Excerpt from John MacArthur’s book, Slave: The Hidden Truth About Your Identity in Christ:
“I am a Christian.”
The young man said nothing else as he stood before the Roman governor, his life hanging in the balance. His accusers pressed him again, hoping to trip him up or force him to recant. But once more he answered with the same short phrase. “I am a Christian.”
It was the middle of the second century, during the reign of emperor Marcus Aurelius. Christianity was illegal, and believers throughout the Roman Empire faced the threat of imprisonment, torture, or death. Persecution was especially intense in southern Europe, where Sanctus, a deacon from Vienna, had been arrested and brought to trial. The young man was repeatedly told to renounce the faith he professed. But his resolve was undeterred. “I am a Christian.” No matter what question he was asked, he always gave the same unchanging answer. According to the ancient church historian Eusebius, Sanctus “girded himself against [his accusers] with such firmness that he would not even tell his name, or the nation or city to which he belonged, or whether he was bond or free, but answered in the Roman tongue to all their questions, ‘I am a Christian.’ ”
When at last it became obvious that he would say nothing else, he was condemned to severe torture and a public death in the amphitheater. On the day of his execution, he was forced to run the gauntlet, subjected to wild beasts, and fastened to a chair of burning iron. Throughout all of it, his accusers kept trying to break him, convinced that his resistance would crack under the pain of torment. But as Eusebius recounted, “Even thus they did not hear a word from Sanctus except the confession which he had uttered from the beginning.” His dying words told of an undying commitment. His rallying cry remained constant throughout his entire trial. “I am a Christian.”
For Sanctus, his whole identity—including his name, citizenship, and social status—was found in Jesus Christ. Hence, no better answer could have been given to the questions he was asked. He was a Christian, and that designation defined everything about him.
This same perspective was shared by countless others in the early church. It fueled their witness, strengthened their resolve, and confounded their opponents. When arrested, these courageous believers would confidently respond as Sanctus had, with a succinct assertion of their loyalty to Christ.
Following Jesus Christ was the sum of their entire existence. At the moment when life itself was on the line, nothing else mattered besides identifying themselves with Him.

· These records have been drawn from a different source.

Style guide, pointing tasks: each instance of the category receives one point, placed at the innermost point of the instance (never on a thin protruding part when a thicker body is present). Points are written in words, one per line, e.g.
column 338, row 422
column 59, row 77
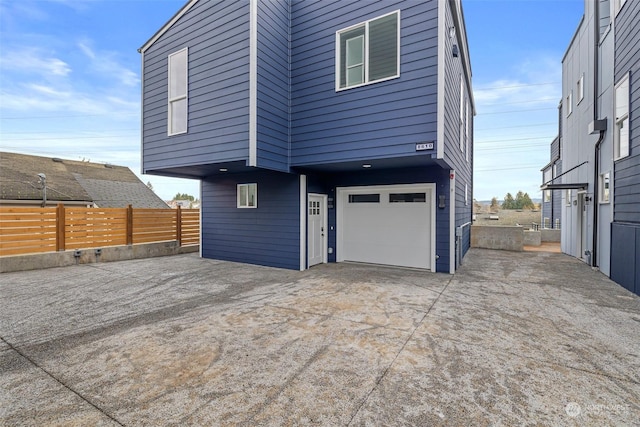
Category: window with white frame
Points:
column 368, row 52
column 177, row 99
column 621, row 133
column 604, row 188
column 248, row 195
column 580, row 88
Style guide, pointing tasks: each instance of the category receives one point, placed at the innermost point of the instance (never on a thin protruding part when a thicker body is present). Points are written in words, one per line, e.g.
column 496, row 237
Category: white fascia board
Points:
column 441, row 78
column 168, row 25
column 253, row 83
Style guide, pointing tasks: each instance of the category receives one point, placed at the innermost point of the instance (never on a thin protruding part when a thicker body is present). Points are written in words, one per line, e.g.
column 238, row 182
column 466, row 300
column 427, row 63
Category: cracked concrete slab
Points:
column 512, row 338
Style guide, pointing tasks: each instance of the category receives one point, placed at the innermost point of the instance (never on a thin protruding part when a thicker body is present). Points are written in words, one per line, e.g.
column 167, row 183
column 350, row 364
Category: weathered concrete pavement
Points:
column 512, row 339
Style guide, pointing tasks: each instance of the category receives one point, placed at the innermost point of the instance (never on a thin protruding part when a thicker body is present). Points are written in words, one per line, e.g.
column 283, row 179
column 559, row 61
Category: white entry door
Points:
column 391, row 225
column 316, row 228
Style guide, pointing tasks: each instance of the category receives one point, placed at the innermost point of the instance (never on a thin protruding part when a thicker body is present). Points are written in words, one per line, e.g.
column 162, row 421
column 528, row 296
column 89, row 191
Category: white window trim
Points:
column 580, row 88
column 365, row 24
column 617, row 120
column 170, row 100
column 245, row 205
column 601, row 199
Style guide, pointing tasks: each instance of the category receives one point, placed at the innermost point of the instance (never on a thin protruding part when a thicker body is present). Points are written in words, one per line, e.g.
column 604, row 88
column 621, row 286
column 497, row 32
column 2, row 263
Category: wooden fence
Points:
column 36, row 230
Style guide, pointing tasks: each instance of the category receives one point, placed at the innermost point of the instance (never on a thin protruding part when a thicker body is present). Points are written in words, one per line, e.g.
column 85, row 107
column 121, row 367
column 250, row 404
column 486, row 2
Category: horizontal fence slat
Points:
column 35, row 230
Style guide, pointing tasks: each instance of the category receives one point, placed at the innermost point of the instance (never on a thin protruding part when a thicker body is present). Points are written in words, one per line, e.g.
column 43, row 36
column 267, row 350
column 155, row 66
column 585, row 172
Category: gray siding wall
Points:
column 217, row 35
column 380, row 120
column 456, row 157
column 268, row 235
column 273, row 85
column 626, row 188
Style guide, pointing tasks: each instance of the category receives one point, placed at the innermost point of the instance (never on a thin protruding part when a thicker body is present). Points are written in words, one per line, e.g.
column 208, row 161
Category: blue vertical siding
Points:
column 626, row 188
column 268, row 235
column 625, row 252
column 327, row 183
column 217, row 35
column 379, row 120
column 273, row 85
column 457, row 158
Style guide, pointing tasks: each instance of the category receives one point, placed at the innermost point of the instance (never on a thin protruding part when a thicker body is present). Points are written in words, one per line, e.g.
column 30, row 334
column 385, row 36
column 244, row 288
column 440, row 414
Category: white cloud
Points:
column 34, row 61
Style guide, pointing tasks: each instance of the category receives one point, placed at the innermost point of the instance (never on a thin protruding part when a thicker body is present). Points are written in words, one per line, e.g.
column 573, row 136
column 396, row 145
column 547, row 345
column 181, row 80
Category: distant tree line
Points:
column 521, row 201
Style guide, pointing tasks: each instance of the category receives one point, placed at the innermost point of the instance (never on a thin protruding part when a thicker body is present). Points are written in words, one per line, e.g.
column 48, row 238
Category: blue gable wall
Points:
column 273, row 86
column 267, row 235
column 217, row 35
column 383, row 119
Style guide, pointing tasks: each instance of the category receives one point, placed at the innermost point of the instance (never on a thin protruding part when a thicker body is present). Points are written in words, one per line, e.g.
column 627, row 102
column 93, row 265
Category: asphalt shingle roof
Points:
column 71, row 180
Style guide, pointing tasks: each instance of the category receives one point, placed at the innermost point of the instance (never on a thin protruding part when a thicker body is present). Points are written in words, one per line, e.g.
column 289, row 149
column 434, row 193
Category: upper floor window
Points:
column 247, row 195
column 618, row 4
column 621, row 133
column 580, row 88
column 178, row 76
column 368, row 52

For these faithful believers, the name “Christian” was much more than a general religious designation. It defined everything about them, including how they viewed both themselves and the world around them. The label underscored their love for a crucified Messiah along with their willingness to follow Him no matter the cost. It told of the wholesale transformation God had produced in their hearts, and witnessed to the fact that they had been made completely new in Him. They had died to their old way of life, having been born again into the family of God. Christian was not simply a title, but an entirely new way of thinking—one that had serious implications for how they lived—and ultimately how they died.